Apabila seseorang mengklaim bahwa mustahil kita memperoleh pengetahuan definitif, maka kita boleh bertanya kepadanya: apakah Anda tahu dan yakin terhadap masalah ini atau ragu tentangnya? Apabila ia berkata saya tahu dan yakin, maka minimal ia telah mengakui adanya satu pengetahuan definitif. Dengan demikian ia telah menggugurkan sendiri klaimnya.
Apabila ia berkata saya tahu dan yakin, hal itu bermakna bahwa saya memberikan probabilitas tentang kemungkinan adanya pengetahuan definitif; dengan demikian dari sisi lain ia kembali meruntuhkan sendiri ucapannya.
Namun apabila seseorang berkata bahwa saya ragu terhadap adanya kemungkinan ilmu dan pengetahuan definitif, kita bertanya kepadanya apakah Anda tahu bahwa Anda ragu atau tidak? Apabila ia menjawab bahwa saya tahu bahwa saya ragu, maka ia tidak hanya menerima adanya kemungkinan pengetahuan, bahkan ia telah menerima adanya pengetahuan. Namun apabila ia berkata bahwa saya ragu terhadap keraguan saya, maka ucapan ini disebabkan oleh penyakit atau didorong kepentingan tertentu. Kepada orang-orang seperti ini kita harus menyodorkan jawaban ilmiah.[2]
Kita juga dapat berkata kepada orang-orang yang mengklaim relativitas seluruh pengetahuan dan berkata bahwa tiada satu pun proposisi yang valid secara absolut, universal dan berterusan (dawam) bahwa Anda dapat berkata sedemikian. Artinya kita dapat berkata kepadanya proposisi yang menyatakan bahwa tiada satu pun proposisi yang valid itu apakah bersifat absolut, universal dan dawam? Atau bersifat relatif, partikular dan sementara? Apabila bersifat dawam dan dapat diterapkan pada setiap hal tanpa stipulasi dan kondisi; maka paling tidak satu proposisi absolut, universal dan dawam telah dapat ditetapkan. Apabila pengetahuan ini juga bersifat relatif maka hal itu bermakna bahwa pada sebagian urusan tidak benar dan mau-tak-mau bahwa proposisi yang tentangnya tidak dapat dibenarkan, proposisi ini adalah sebuah proposisi absolut, universal dan dawam.[3]

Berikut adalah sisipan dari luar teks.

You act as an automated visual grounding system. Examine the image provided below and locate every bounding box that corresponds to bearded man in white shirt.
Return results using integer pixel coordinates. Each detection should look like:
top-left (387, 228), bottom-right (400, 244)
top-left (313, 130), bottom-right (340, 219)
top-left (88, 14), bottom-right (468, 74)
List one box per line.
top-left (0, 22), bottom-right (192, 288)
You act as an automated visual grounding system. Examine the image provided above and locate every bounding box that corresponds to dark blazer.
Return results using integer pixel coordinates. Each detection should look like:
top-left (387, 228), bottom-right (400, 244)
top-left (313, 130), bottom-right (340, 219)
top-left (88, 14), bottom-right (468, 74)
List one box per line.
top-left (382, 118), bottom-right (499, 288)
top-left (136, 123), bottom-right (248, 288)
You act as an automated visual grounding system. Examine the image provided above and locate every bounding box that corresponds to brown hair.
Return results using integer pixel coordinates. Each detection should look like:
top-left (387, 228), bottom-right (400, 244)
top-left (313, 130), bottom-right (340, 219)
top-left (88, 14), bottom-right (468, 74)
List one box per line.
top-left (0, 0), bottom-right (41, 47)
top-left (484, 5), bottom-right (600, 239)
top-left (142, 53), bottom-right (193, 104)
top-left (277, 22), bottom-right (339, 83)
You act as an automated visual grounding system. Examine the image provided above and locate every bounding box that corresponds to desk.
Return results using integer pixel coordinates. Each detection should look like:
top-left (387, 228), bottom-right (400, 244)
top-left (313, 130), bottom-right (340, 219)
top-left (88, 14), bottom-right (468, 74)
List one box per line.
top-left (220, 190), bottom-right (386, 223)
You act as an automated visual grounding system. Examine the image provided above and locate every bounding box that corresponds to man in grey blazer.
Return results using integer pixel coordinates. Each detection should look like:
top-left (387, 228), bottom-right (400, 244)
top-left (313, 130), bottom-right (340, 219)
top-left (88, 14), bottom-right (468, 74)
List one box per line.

Kesimpulannya: Pengetahuan dan makrifat kita dalam obyek-obyek rasional tidak bersifat relatif. [iQuest]
[1]. Muhammad Husain Zadeh, Pazyuhesy Tathbiqi dar Ma’rifat Syinâsi Ma’âshir, Intisyarat-e Muassasah Pazyuhesy Imam Khomeini, hal. 36, Cetakan Kedua, Qum, 1385.
[2]. Muhammad Taqi Mishbah Yazdi, Âmuzesy Falsafeh, jil. 1, hal. 162, Cetakan Ketujuh, Nasyr Bain al-Milal, Qum, 1386.
[3]. Muhammad Taqi Mishbah Yazdi, Âmuzesy Falsafeh, jil. 1, hal. 163.